10/17/2025
👇🏼❤️🌎🫂✨
I confuse people. I have a happy personality but carry a sad soul. I'm bold yet painfully shy. I love with all my heart, but at times, I feel completely detached.
I'm healing while still hurting. I'm fiercely dedicated to growth, yet I catch myself in cycles of self-sabotage. I'm a mix of contradictions, trying to make sense of it all. More than anything, I'm searching for peace amidst the chaos of who I am.
Some days, I wake up ready to conquer the world, filled with energy and optimism. Other days, I struggle just to face myself in the mirror. There are moments when I radiate confidence, when laughter spills out of me so effortlessly that people assume I have everything figured out. But behind that laughter, there’s a quiet ache — a whisper of sadness that never quite fades. It’s not that I’m unhappy, but there’s a constant tug-of-war inside me between who I am and who I want to be.
I crave deep connections, yet I push people away when they get too close. I long to be understood, yet I speak in metaphors and half-truths, afraid that if someone truly saw me, they might not like what they find. I pretend to be strong because I’ve learned that vulnerability can be mistaken for weakness, but sometimes I just want to be held without having to explain why I’m falling apart.
I’m learning that healing isn’t a straight path — it’s messy, unpredictable, and often painful. I’m learning to forgive myself for the times I didn’t know better, for the mistakes that still echo in my mind. I’m learning that it’s okay to be both light and dark, soft and strong, broken and whole.

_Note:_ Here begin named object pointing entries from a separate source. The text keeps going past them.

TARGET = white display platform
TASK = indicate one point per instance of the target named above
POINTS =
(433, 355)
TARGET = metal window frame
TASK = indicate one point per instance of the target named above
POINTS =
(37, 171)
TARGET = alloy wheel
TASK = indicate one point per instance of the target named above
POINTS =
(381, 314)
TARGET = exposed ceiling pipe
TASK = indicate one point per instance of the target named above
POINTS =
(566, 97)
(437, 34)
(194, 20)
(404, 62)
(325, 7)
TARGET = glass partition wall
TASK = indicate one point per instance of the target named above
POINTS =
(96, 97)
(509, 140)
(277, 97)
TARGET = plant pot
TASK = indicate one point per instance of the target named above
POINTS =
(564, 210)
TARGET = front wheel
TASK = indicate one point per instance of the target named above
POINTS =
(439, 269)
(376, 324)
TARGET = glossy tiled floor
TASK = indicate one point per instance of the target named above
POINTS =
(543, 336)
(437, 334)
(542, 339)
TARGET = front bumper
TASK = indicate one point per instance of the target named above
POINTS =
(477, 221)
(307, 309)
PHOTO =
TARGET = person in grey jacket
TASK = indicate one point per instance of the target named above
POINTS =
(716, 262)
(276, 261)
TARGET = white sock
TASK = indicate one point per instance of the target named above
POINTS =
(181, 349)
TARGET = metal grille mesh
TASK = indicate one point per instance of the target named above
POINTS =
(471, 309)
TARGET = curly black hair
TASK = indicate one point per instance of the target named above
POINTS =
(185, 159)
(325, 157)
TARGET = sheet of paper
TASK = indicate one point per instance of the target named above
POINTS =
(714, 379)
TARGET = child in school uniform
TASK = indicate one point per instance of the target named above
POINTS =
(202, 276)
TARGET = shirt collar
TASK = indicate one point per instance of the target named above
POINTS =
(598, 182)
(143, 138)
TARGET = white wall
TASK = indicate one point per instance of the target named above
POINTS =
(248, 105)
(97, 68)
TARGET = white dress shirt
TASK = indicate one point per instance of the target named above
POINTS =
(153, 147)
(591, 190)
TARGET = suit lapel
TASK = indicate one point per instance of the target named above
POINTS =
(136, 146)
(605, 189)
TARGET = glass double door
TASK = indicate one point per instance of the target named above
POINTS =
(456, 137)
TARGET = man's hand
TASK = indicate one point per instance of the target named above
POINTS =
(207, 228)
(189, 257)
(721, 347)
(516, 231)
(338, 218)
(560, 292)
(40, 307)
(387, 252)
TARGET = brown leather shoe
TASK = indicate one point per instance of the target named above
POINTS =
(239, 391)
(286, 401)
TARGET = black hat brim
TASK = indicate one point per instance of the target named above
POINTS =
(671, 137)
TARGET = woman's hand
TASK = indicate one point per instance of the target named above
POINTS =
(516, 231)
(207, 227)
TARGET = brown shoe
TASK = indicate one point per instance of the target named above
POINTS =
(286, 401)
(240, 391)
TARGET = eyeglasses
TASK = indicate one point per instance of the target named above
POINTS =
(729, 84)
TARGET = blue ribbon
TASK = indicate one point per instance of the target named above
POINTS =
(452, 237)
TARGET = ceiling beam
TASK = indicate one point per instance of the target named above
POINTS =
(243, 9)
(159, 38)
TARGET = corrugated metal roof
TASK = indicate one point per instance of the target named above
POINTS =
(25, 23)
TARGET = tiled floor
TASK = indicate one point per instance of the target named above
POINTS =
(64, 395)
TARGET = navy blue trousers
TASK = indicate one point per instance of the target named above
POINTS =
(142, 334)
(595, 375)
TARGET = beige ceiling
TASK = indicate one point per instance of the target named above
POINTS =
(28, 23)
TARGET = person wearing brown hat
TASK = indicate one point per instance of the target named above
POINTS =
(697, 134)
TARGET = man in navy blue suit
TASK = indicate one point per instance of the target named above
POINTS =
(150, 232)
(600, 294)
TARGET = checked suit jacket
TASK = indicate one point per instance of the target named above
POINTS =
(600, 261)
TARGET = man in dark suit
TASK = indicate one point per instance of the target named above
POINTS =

Maybe I don’t have to make sense to anyone else. Maybe being a contradiction isn’t something to fix, but something to embrace. I’m slowly realizing that my complexity is what makes me human. I’m not one thing or another — I’m everything all at once. And in this beautiful, confusing chaos, I’m learning to love myself as I am — not in spite of my contradictions, but because of them.